TÜRK-İŞ ARKA BAHÇE DEĞİL
Muharrem Uslu, kendilerinin, sendika olarak; tüm insanların ve ülkenin, menfaat ve görüşlerine de hassasiyetle yaklaşmaları gerektiğini, göz ardı etmediklerini söyledi. Kaptan’a kızıp, içinde bulundukları gemiyi batırmak gibi bir yöntemleri olamayacağını savunan Uslu; “Kaldı ki, Türk-İş, gerçek meselelerle suni gündem ve meseleleri bir birinden ayırabilecek ve ne yapılması gerektiğini kendisi karar verebilecek iradeye sahip, güçlü bir sivil toplum örgütü olup, hiçbir siyasi parti veya örgütün arka bahçesi de değildir. Askeri cephanelikte meydana gelen ve 25 evladımızı şehit verdiğimiz, bizleri de derinden üzen hadise nedeniyle, ihmali olan askeri personeller yargılanmaktadır. Afyonkarahisar Baro Başkanlığımız, Eskişehir’de görülmekte olan davayı, bizzat duruşmalara da iştirak ederek yakinen takip etmektedir. Hal böyle iken, yani; yetkili ve görevlilerce takibinin yapıldığı bir davada, işçi sendikası olarak hangi davranışımız bu davanın adil bir şekilde ilerlemesini sağlayacaktır?” diye sordu.
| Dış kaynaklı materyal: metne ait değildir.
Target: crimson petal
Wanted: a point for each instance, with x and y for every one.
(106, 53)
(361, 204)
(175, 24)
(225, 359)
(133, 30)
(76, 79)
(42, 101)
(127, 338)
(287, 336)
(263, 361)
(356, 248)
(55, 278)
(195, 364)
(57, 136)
SINIF BİLİNCİ GEÇMİŞTE KALDI
“Sayın Başkan, sınıf bilincinin sendikalar tarafından bilinmediğini, 1 Mayıs’ın anlamını bilmediğimizi belirterek, bu kavramların anlamlarını da, kendince çok mükemmel bir şekilde cevaplandırmıştır.” diyen Uslu; “Günümüz dünyasında ve Türkiye’sinde, ‘sınıf bilinci’ kavramı eski önemini yitirmiştir. Çünkü sınıf bilincinin ortaya çıktığı dönemdeki, işçi-işveren ilişkileri, toplumsal yaşam kaliteleri, tamamen değişmiş böyle bir kavramın varlığına ihtiyaç, kendiliğinden sona ermiştir. Günümüzde işçi-işveren ilişkileri ve işçi hakları, uluslar arası ve ulusal yasalarla güvence altına alınmış, bu yasal düzenlemelerin hilafına olan uygulamalar ise, bağımsız mahkemelerce koruma altına alınmıştır. Türkiye, gerek kurumları gerekse insanı ile 60’lı yılların Türkiye’si değildir.” diye konuştu.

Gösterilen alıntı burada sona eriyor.